Escribir una historia de amor es volver al origen. No al de nuestra historia personal, sino al de la historia narrada. Desde que contamos historias, contamos amores. Y desde que Aristóteles propuso que toda obra podía clasificarse en tragedia o comedia, esos dos géneros se convirtieron en el esqueleto de prácticamente toda la narrativa occidental.
El cine no es ajeno a eso. Es heredero de la tragedia griega, pero también del teatro popular, de la literatura, de la ópera, de los relatos orales. Cada imagen romántica en movimiento lleva consigo un poco de toda esa tradición.
Cuando hablamos de melodrama como género cinematográfico, estamos hablando de un hijo directo de esas tradiciones. Melos es melodía, drama es acción, conflicto. El melodrama fue, durante siglos, una atracción popular: una forma de acercar al pueblo el lenguaje de la ópera.
Hegel definía la tragedia como el enfrentamiento entre dos verdades opuestas que no pueden convivir. La tragedia es un conflicto no entre el bien y el mal, sino entre lo correcto y lo correcto, donde los personajes actúan en base a principios éticos legítimos, pero que inevitablemente llevan a la destrucción. Usaba el ejemplo de Antígona: la ley de la familia contra la ley del Estado. Ambas tienen razón, y eso es lo que hace que termine en tragedia. En el cine romántico trágico pasa algo parecido. Dos almas se pretenden gemelas, destinadas a estar juntas, pero un destino—o un sistema—se opone. Esos amores terminan mal. Titanic, Lo que el viento se llevó, Los pulpos, de Christensen: lo que arde en esas películas no es solo la pasión, sino la imposibilidad.
Y así como un género romántico es puesta en escena de la cara triste del teatro, el otro lo es de la que ríe. La comedia romántica le debe todo a la definición aristotélica de la comedia como el espacio de los personajes torpes. Nos reímos de ellos porque nos vemos ahí. Nos reímos como forma de exorcismo, de identificación. Dos personas que se aman pero no logran estar juntas porque se equivocan, porque dudan, porque se chocan con su propia humanidad. Y ahí está la risa: no en lo absurdo, sino en lo real. Desde Cuando Harry conoció a Sally hasta a Mi novia Polly.
Ambos géneros—el melodrama (o romdrama) y la comedia romántica (o romcom)—responden, ya dijimos, a las máscaras del teatro. Pero… ¿el amor es solo alegría o tristeza? ¿No es, más bien, todo al mismo tiempo?
Eterno resplandor de una mente sin recuerdos vino a patear el tablero en el inicio de este siglo. Charlie Kaufman nos mostró un amor que no cabe ni en tragedia ni en comedia.

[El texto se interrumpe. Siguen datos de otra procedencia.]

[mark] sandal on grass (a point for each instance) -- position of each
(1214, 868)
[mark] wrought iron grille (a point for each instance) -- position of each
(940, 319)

No es puro dolor, ni pura torpeza. Es un amor confuso, contradictorio, fragmentado. Es lo que pasa cuando el alma gemela no te completa sino que te refleja, y eso hasta da miedo. O al revés, cuando escapa porque se ve reflejada en vos y eso te enamora.
Hoy, en un mundo cruzado por discursos de odio y fragmentación, tal vez sea momento de volver a mirar el amor en el cine. No el amor ideal, sino el amor como es: imperfecto y bello. Reconsiderar el amor y la materia cinematográfica.